Vegetable vendor Morillo claims to be the sole survivor of a shooting last Aug. 21. That Sunday afternoon, he was playing billiards with four garbage collectors, aged 20-36, in a Payatas, Quezon City shantytown near La Mesa Dam.
Five men allegedly shot them, the last clinging to a gunman’s legs. The gunmen asked for food from a victim’s sari-sari store and stayed until uniformed police arrived hours later.
The leader told the media he was a police captain implementing Oplan Tokhang. His team caught known drug suspects and robbers in a drug session.
Morillo played dead. He crawled down a ravine behind the house. A jeepney driver took him to Montalban, Rizal, where he lived. Police there took him back to Payatas’ station and made him wait.
Half conscious, Morillo heard: “Matibay ang bata na ’yan. . . hanggang ngayon buhay pa (That kid is tough. . . he is still alive).” He was finally treated at East Avenue Medical Center at midnight, nine hours later.

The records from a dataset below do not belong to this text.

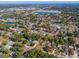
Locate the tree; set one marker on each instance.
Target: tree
(35, 53)
(5, 52)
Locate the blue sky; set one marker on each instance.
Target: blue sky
(36, 2)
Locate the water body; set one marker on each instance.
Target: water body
(47, 12)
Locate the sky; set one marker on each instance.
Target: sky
(36, 2)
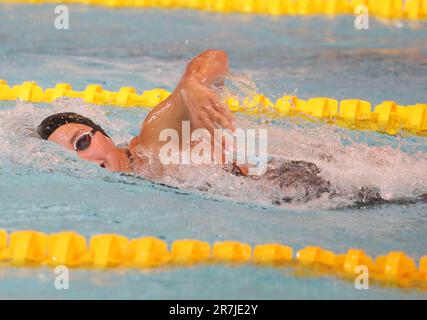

A victim’s live-in-partner hid after strangers asked for her at a wake. The gunmen returned several times, one even escorting reporters.
The petition claims “lives are at a standstill”; residents are afraid to go to work or leave their children alone.
Solicitor General Jose Calida easily parried fake law cited against the Marcos state burial. Former Bayan Muna representative Neri Colmenares cited the “pantheon” law that even dissenting justices rejected as applying to the wrong cemetery. Far Eastern University undergrad lecturer Jesus Falcis bizarrely claimed the burial discriminates against those guilty of lesser crimes compared to Marcos’.
Morillo is Calida’s first real challenge, by a legal ‘special action force’ from the Center for International Law, headed by Inquirer columnist Joel Butuyan. Their junior alone, Gil Anthony Aquino, unprecedentedly won the 2015 University of Oxford Price Moot Court Competition by quoting European human rights law in England. They cite not counterfeit doctrine, but a playbook by a legend, retired chief justice Reynato Puno.
After perceived government inaction on extrajudicial killings in 2007, Puno launched the controversial amparo rules. These let judges make broad, expedited protection orders without establishing anyone’s guilt.
The Morillo case is cunningly framed to parallel the first amparo case authored by Puno in 2008 and won by the Manalo brothers allegedly tortured by soldiers for 18 months.
First, amparo skips “proof beyond reasonable doubt,” unlike a murder case. Morillo is anchored on witness testimony, supported by the captain’s media interview and police and medical reports. It only needs reasonable or “substantial evidence” of fear. The shocking allegations need not be completely proven.
Second, amparo has a summary procedure, unlike how a full murder trial would take years.
Third, amparo may restrict police operations. Morillo asks the Supreme Court to order policemen (1) not to go within five kilometers of the petitioners’ homes and workplaces, (2) to suspend Oplan Tokhang around Payatas and (3) for disclosure of all relevant intelligence reports.
Finally, the petition claims that the PNP gave “institutional imprimatur,” and that various units coordinated in a cover-up.
It links PNP Chief Dela Rosa’s Memorandum Circular No. 16-2016 on “Project Tokhang” or “practical and realistic . . . house-to-house visitations to persuade suspected illegal drug personalities to stop their illegal drug activities.”
Calida must stop any undermining of the entire PNP antidrug plan, or a template for challenges in other cities.
It is academically fascinating how current justices will shape the amparo rules. For example, the 2012 Navia decision implies petitioners must link threats to the government, unlike the 2007 rules. At the very least, “Bato” just became “freshman teaching aid” of the year.
I traced amparo’s controversial birth in “Guarding the Guardians” (86 PHIL. L.J. 523 (2012).